Scraping Weather Data: NOAA, Weather.com, and Open APIs

#python #tutorial #webdev #programming

Scraping Weather Data: NOAA, Weather.com, and Open APIs

Weather data powers agriculture, logistics, insurance, and event planning applications. This guide covers how to collect weather data from multiple sources using Python.

Data Sources Overview

Source	Type	Cost	Best For
NOAA Climate Data	API	Free	Historical weather data
OpenWeatherMap	API	Free tier	Current and forecast
Weather.com	Scraping	Free	Detailed forecasts
Visual Crossing	API	Free tier	Historical + forecast

Setup

pip install requests beautifulsoup4 pandas matplotlib

NOAA Climate Data (Free Official API)

import requests
import pandas as pd
from datetime import datetime, timedelta

class NOAAScraper:
    def __init__(self, token):
        self.base_url = "https://www.ncdc.noaa.gov/cdo-web/api/v2"
        self.headers = {"token": token}

    def get_stations(self, location_id, dataset="GHCND"):
        response = requests.get(
            f"{self.base_url}/stations",
            headers=self.headers,
            params={
                "datasetid": dataset,
                "locationid": location_id,
                "limit": 25
            }
        )
        return response.json().get("results", [])

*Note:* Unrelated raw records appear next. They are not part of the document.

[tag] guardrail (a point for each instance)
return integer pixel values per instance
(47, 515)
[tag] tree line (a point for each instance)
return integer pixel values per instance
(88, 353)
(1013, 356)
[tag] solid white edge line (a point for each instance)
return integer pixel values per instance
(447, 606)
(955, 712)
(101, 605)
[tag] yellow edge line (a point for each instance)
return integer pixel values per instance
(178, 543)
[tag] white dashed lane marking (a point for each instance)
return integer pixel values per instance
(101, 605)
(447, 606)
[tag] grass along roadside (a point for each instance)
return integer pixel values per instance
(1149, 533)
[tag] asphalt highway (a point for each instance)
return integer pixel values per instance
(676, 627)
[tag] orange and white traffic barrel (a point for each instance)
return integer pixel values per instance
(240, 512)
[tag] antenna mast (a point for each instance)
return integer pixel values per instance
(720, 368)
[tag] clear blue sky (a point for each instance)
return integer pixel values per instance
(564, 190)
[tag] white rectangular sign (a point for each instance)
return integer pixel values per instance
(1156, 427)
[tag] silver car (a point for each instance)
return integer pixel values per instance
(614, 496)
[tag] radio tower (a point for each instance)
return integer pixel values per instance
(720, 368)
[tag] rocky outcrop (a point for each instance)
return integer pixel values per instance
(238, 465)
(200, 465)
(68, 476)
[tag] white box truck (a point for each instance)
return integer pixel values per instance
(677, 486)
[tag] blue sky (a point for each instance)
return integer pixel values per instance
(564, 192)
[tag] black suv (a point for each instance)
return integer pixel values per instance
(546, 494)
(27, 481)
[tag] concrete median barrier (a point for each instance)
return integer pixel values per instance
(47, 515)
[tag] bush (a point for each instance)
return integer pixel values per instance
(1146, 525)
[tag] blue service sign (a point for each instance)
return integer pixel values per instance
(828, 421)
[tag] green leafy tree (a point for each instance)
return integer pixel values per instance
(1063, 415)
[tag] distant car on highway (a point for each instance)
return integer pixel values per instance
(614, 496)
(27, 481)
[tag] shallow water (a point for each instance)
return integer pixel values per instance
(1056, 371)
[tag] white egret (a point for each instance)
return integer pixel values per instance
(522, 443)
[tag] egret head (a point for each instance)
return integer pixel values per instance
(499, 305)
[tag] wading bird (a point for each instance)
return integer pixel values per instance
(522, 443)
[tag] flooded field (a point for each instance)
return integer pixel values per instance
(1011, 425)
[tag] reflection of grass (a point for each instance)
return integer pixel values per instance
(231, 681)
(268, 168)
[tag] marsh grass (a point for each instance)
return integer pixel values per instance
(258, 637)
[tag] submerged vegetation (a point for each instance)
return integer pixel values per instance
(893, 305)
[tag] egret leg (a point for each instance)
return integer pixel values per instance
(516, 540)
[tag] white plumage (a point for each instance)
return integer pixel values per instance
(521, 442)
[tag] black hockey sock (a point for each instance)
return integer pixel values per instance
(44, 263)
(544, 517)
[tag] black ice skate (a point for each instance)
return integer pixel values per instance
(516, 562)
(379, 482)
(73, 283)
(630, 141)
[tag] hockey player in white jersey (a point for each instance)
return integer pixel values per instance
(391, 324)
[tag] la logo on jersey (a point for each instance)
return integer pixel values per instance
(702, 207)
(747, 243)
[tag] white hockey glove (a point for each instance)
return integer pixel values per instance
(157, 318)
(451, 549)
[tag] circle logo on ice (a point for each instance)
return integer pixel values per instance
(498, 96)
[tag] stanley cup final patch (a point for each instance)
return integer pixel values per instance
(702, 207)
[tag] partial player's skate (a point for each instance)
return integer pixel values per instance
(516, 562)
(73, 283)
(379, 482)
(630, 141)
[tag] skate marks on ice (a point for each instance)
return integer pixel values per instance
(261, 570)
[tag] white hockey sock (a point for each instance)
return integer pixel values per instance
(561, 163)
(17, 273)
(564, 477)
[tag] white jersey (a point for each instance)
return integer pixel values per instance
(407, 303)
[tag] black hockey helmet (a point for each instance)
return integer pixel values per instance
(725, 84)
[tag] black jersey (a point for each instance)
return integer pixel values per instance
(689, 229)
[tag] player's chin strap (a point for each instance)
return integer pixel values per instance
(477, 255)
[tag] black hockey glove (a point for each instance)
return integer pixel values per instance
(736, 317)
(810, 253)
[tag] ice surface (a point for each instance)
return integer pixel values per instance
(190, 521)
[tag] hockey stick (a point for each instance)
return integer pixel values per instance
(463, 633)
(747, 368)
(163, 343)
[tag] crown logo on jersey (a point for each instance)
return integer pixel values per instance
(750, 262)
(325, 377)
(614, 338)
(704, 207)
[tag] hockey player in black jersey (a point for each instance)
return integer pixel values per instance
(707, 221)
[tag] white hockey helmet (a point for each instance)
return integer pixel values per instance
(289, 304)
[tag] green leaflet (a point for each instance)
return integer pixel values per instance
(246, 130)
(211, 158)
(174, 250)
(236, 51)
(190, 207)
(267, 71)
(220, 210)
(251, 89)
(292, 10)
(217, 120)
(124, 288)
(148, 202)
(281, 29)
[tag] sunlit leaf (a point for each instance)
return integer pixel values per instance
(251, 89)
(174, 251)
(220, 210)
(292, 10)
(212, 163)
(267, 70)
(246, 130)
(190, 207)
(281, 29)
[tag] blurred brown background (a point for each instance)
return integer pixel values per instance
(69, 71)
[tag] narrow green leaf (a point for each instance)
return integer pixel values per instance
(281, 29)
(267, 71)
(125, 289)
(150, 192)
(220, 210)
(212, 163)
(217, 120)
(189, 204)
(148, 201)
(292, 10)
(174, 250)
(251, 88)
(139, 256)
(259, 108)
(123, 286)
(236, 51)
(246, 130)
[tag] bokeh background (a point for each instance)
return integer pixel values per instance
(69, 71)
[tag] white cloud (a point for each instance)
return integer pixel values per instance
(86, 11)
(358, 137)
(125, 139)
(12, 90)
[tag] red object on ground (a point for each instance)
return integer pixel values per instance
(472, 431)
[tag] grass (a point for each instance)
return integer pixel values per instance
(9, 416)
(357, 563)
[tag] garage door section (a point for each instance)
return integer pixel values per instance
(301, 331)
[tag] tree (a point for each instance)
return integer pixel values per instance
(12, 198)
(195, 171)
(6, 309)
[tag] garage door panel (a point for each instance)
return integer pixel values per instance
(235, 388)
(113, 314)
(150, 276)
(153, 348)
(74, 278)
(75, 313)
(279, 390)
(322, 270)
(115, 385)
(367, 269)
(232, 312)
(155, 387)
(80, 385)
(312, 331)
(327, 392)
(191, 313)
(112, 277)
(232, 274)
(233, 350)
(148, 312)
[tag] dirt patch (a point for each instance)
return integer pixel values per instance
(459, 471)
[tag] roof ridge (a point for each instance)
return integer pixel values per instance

    def get_daily_data(self, station_id, start_date, end_date, datatypes=None):
        params = {
            "datasetid": "GHCND",
            "stationid": station_id,
            "startdate": start_date,
            "enddate": end_date,
            "units": "standard",
            "limit": 1000
        }
        if datatypes:
            params["datatypeid"] = datatypes

        response = requests.get(
            f"{self.base_url}/data",
            headers=self.headers,
            params=params
        )
        return response.json().get("results", [])

    def get_temperature_history(self, station_id, days=365):
        end = datetime.now()
        start = end - timedelta(days=days)

        data = self.get_daily_data(
            station_id,
            start.strftime("%Y-%m-%d"),
            end.strftime("%Y-%m-%d"),
            datatypes="TMAX,TMIN,TAVG"
        )

        df = pd.DataFrame(data)
        if not df.empty:
            df["date"] = pd.to_datetime(df["date"])
            df = df.pivot(index="date", columns="datatype", values="value")
        return df

# Usage (get free token at ncdc.noaa.gov)
noaa = NOAAScraper("your_token_here")
stations = noaa.get_stations("FIPS:36")  # New York state
for s in stations[:3]:
    print(f"{s['name']} - {s['id']}")

OpenWeatherMap API

class OpenWeatherScraper:
    def __init__(self, api_key):
        self.api_key = api_key
        self.base_url = "https://api.openweathermap.org/data/2.5"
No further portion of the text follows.